Por Redacción
Pyongyang, 23 de marzo de 2026.- La XV Asamblea Popular Suprema de Corea del Norte reeligió este lunes a Kim Jong Un como presidente de la Comisión de Asuntos Estatales, el máximo órgano político del país, marcando su tercer mandato consecutivo en el cargo. La decisión fue proclamada durante la primera sesión de la nueva legislatura, contando con la participación de 687 diputados que asumieron sus funciones tras unos comicios que, según datos oficiales, registraron una participación del 99.9 por ciento.

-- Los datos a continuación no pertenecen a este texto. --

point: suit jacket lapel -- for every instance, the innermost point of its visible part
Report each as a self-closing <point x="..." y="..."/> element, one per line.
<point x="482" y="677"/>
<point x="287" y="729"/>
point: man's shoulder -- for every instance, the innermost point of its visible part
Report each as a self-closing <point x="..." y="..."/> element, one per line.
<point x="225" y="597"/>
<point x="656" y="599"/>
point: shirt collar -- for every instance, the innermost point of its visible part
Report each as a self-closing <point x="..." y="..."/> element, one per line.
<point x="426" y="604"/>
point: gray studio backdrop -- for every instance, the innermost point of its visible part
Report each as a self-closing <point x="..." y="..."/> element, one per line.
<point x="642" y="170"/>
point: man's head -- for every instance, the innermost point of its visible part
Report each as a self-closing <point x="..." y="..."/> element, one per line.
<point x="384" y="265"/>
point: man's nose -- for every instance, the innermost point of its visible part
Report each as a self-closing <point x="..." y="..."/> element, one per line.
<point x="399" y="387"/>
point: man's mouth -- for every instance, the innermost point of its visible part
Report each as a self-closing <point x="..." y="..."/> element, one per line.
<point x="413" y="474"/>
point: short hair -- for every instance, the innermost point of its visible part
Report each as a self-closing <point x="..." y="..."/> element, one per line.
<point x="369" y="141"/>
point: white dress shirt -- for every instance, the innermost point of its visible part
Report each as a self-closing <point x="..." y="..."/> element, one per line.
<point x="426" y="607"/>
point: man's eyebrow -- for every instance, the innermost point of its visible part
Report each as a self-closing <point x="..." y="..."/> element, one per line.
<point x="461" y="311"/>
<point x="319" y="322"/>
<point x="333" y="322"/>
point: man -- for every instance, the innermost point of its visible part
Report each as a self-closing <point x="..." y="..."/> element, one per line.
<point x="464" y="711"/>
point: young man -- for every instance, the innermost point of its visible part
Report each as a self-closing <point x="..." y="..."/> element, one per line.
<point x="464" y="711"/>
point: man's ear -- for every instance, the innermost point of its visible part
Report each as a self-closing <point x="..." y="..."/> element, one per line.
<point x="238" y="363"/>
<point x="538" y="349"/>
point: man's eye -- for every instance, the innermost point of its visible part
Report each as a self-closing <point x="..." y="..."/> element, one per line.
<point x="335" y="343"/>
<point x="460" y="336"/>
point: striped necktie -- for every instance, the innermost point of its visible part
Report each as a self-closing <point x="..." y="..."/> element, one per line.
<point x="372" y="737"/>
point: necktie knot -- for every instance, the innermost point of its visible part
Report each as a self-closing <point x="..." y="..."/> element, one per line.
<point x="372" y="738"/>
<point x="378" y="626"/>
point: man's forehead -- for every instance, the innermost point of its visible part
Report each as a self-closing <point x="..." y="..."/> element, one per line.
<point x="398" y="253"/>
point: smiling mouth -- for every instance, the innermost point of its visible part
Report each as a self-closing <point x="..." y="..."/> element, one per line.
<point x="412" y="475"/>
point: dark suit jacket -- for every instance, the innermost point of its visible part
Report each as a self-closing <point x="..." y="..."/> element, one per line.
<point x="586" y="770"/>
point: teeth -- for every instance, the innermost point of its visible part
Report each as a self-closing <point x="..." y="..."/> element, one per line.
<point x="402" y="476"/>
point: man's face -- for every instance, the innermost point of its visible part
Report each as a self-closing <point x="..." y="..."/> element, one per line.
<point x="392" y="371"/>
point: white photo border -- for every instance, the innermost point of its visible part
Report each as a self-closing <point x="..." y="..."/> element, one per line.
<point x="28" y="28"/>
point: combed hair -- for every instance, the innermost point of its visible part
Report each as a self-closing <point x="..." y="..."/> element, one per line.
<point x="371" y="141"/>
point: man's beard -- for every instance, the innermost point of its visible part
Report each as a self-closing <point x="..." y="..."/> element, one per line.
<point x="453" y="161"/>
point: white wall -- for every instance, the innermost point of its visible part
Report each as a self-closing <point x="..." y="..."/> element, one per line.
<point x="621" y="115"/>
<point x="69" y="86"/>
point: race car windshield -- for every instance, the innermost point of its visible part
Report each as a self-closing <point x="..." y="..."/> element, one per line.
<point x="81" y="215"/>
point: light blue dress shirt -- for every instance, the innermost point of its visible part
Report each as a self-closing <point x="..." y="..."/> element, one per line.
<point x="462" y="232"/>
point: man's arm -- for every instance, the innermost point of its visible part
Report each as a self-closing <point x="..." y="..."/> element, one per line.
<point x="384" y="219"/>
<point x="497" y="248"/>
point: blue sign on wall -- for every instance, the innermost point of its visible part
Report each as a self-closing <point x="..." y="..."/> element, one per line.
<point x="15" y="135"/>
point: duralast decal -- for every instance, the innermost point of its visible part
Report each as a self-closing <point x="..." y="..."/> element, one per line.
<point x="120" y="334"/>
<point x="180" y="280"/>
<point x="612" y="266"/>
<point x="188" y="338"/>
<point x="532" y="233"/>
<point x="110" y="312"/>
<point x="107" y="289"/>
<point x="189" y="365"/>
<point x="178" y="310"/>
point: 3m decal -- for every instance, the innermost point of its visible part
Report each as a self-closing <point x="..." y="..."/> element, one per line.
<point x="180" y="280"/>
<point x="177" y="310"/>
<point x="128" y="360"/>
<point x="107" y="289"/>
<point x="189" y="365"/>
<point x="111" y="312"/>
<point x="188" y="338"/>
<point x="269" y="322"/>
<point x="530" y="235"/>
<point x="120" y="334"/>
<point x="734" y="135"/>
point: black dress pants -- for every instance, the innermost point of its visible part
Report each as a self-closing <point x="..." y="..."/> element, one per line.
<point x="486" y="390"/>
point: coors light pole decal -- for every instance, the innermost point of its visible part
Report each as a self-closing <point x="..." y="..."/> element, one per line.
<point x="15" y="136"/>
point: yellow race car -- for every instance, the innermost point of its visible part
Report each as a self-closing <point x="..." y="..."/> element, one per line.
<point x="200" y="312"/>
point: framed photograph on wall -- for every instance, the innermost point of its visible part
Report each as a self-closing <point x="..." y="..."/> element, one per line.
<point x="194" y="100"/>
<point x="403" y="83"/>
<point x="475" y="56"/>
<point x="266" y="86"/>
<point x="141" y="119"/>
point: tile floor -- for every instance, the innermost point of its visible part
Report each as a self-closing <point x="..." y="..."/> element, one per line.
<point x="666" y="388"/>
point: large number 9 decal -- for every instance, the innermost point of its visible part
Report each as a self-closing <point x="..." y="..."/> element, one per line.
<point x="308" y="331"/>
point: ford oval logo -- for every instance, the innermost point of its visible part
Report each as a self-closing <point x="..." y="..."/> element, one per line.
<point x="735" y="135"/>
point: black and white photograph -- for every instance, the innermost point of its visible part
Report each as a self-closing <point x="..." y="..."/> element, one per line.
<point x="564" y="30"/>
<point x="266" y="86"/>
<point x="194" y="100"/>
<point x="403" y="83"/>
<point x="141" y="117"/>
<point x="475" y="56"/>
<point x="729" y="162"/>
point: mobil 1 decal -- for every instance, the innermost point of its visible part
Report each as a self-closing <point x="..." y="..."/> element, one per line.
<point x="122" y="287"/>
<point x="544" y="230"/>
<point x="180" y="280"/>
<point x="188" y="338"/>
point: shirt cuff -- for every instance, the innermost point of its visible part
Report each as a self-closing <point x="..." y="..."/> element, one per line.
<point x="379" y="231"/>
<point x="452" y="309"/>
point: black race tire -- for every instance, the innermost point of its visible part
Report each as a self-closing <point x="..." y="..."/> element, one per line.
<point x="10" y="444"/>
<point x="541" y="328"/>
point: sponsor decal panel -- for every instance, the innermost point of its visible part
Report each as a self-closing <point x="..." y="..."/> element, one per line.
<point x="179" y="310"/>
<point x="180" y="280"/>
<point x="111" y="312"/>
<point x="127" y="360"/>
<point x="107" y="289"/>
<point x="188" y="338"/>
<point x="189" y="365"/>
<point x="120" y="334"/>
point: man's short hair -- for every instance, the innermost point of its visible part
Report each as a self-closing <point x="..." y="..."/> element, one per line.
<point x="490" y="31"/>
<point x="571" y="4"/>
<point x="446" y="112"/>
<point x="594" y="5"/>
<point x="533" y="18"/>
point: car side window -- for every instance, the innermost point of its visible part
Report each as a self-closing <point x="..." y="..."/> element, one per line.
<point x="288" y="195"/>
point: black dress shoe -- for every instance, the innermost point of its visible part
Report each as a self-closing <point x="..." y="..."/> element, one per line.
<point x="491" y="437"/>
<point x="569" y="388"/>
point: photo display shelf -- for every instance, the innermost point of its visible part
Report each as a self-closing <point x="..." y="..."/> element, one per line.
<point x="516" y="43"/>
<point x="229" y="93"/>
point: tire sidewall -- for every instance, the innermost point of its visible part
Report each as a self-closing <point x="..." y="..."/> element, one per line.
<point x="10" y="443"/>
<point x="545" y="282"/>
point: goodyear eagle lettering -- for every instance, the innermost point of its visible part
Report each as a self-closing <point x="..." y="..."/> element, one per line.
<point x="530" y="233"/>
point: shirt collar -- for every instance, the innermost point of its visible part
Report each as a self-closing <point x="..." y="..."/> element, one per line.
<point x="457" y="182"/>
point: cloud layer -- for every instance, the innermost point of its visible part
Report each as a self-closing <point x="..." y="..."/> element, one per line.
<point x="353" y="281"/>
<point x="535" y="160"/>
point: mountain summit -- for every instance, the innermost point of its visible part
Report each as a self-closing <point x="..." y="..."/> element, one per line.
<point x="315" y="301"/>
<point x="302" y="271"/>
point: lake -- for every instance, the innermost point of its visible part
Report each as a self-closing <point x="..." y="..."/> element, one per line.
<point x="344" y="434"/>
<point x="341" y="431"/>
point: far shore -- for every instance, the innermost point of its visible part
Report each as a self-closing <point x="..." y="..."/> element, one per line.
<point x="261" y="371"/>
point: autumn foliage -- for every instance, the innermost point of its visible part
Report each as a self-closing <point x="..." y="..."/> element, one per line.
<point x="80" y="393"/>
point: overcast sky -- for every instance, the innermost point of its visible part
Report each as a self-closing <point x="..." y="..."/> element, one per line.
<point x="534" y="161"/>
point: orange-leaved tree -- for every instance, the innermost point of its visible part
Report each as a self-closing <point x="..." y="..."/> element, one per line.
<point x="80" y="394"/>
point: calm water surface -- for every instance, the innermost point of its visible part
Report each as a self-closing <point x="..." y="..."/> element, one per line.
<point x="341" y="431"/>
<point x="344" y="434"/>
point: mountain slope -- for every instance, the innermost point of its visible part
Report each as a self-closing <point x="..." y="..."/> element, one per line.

De acuerdo con la agencia estatal norcoreana KCNA, la Asamblea emitió un pronunciamiento solemnemente ante el mundo nacional e internacional, describiendo la elección como una decisión histórica que nombra a Kim Jong Un como líder indiscutible de la revolución Juche. El medio oficial destacó que la votación se resolvió por amplia mayoría a favor del mandatario, encarnando así la voluntad y las aspiraciones unánimes de todo el pueblo coreano.
En el marco de las reconfiguraciones del gabinete ejecutivo, el actual primer ministro, Pak Thae Song, conservó su cargo. Entre las figuras involucradas en el evento también se mencionó a Kim Tok Hun y a Jo Yong Won, quienes forman parte de los actores políticos relevantes en la sesión, aunque los detalles específicos sobre sus nuevas asignaciones no fueron detallados en los reportes inmediatos de la agencia estatal.
Ri Il Hwan, secretario del partido, declaró que la grandeza del camarada Kim es en sí misma la mayor fuerza nacional. En sus palabras difundidas por los medios oficiales, expresó que lo respetan, lo siguen y lo admiran profundamente, reforzando la narrativa de unidad alrededor del liderazgo supremo.
Previamente a esta sesión legislativa, Kim Jong Un había depositado su voto en una zona minera de Cheonseong, en la provincia de Pyongyang Norte, una semana antes de la reunión parlamentaria. La Comisión de Asuntos Estatales, creada en 2016, se mantiene como el principal centro de poder en la República Popular Democrática de Corea, consolidando la continuidad del gobierno bajo la dinastía Kim.
La reelección ocurre en un contexto donde analistas señalan la posibilidad de que el país aborde enmiendas constitucionales relacionadas con la definición de las relaciones intercoreanas. Mientras tanto, la estructura de poder queda ratificada con Kim Jong Un al frente del organismo supremo de decisión del Estado.